Home / Insights / Blog / Employment tribunals – our advice to charities

Employment tribunals – our advice to charities

Employment tribunals – our advice to charities

Employment tribunal claims are the stuff of nightmares for any employer. It’s a time-consuming and costly process which can pose a huge risk to the employer’s reputation. Unfortunately, employment tribunal claims are on the rise, and something that employers should be prepared for.

Charities are not immune from tribunal claims – if anything, they may be more vulnerable than any other employer, in that they have a huge amount at stake when it comes to reputational damage. There is always the risk that a key funder may withdraw support on finding out that there is a claim under way, or that adverse publicity might lead to a drop in donations from members of the public.

There is also the thorny question of the Charity Commission – even if a potential claim might not indicate that anything has gone seriously wrong in the charity, there may be a requirement to report the matter to the Commission under their “serious incident” reporting regime, and a tactical advantage in letting the Commission know about the problem before someone else tips them off. Possibly worse still, the situation could be brought to the attention of the Charity Commission by someone else or even an increasingly critical or hostile media outlet.

There is also the problem that charities are, rightly or wrongly, often held to a higher standard than other employers and are expected to apply their stated values when acting as an employer in the same way that they would when dealing with beneficiaries.  This problem will be particularly acute where the charity’s work is based on principles of fairness, social justice and the protection of people’s rights.

The fact that many charities are funded by central or local government, and that most will also take advantage of Gift Aid and other charity tax reliefs, means that the public feels justified in feeling outraged if a charity appears to have treated an employee unfairly.

All these factors mean that an unhappy employee (or former employee) might be more inclined to pursue a claim against a charity than against any other sort of employer, knowing that their employer will be particularly keen to avoid reputational damage.

When dealing with disputes and claims, our clients often face a dilemma: is it best to hush up a claimant and reach a settlement, or is it better to fight until the end? For our charity clients, all too often the first option seems more attractive, given how destructive bad publicity can be. However, settling too many claims too quickly could give off the impression that the employer is a light touch, and could encourage other employees to follow suit. It also runs the risk of the charity being seen to sweep problems under the carpet – we have seen in the case of Oxfam how a reluctance to take robust action to tackle serious issues within a charity’s workforce can backfire in the long run.

So, what should charities do to manage this risk?

Prevention is better than cure with most things, not least employment issues. With any workforce, the starting point should always be an open and supportive workplace culture. Employees should be aware of what their role is, what is expected of them, and who they report to.

A knowledgeable HR team will always go a long way. Disputes and workplace conflicts are inevitable, and it often pays to have someone that is removed from management lines to ensure that your organisation runs smoothly. The existence of an impartial HR team can do wonders for morale, and the levels of trust in your workplace. Employees that trust you and like you will generally try to resolve issues amicably in the first instance.

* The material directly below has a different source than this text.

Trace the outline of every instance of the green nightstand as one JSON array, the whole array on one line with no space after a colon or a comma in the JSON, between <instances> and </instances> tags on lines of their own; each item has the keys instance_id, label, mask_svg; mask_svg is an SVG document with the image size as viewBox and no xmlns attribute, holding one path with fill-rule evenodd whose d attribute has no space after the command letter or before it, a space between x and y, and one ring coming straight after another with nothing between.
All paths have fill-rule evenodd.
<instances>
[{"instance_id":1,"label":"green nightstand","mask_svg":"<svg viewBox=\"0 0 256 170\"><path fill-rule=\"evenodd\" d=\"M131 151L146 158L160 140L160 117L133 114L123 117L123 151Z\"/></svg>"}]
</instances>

Written documents are key. There may be a tendency among our clients in the charity sector to see the best in their staff and to trust them to behave honourably.  This tendency comes from a good place, but it can often result in a painful bite. Up to date employment contracts are a must, as is a good set of policies. Employees like to know where they stand, and what they can do if they have a problem. This being said, it is also important that managers and HR staff follow the policies. There is no use having policies if ultimately those policies are ignored, and discretion used instead. As far as is possible, employees should be treated the same, and managers should be trained to know what to do in which circumstance.

Similarly, it is important to take notes of important meetings. Underperforming employees need to be performance managed, and there should always be a strong paper trail of conversations and meetings. The same goes for misbehaving employees. Written records of warnings and discussions will go a long way towards defending any eventual claim. Just because a conversation may be difficult to have, does not mean that it should not take place. It almost always should.


What happens if, despite your best efforts, an employee brings an employment tribunal claim against you? Whatever you do, do not ignore it. The first step in the process is likely to be a call from ACAS about the proposed claim. Fight off all your instincts to slam down the phone and push the conversation to the back of your mind. This is your chance to find out more about the claim, and investigate whether there is anything to it. If possible, engage with ACAS, and use the time that they provide to consolidate your arguments. ACAS provide a great service, and the ACAS Early Conciliation process gives some time to address your minds to strategy.

Unfortunately, the reality is that sometimes you can do everything right, but still end up with your case in the tribunal. If you do find yourself in the middle of a HR nightmare, you may wish to seek specialist legal advice. Lawyers are trained to provide guidance and can spot risks that you may not have been aware of. Bear in mind the option of using HR consultants in the first instance, but do also bear in mind that it can be worth engaging lawyers at an early stage, not just for the tribunal hearings – just make sure you square things off with your HR consultants (if you have them) and that your insurers are kept informed throughout.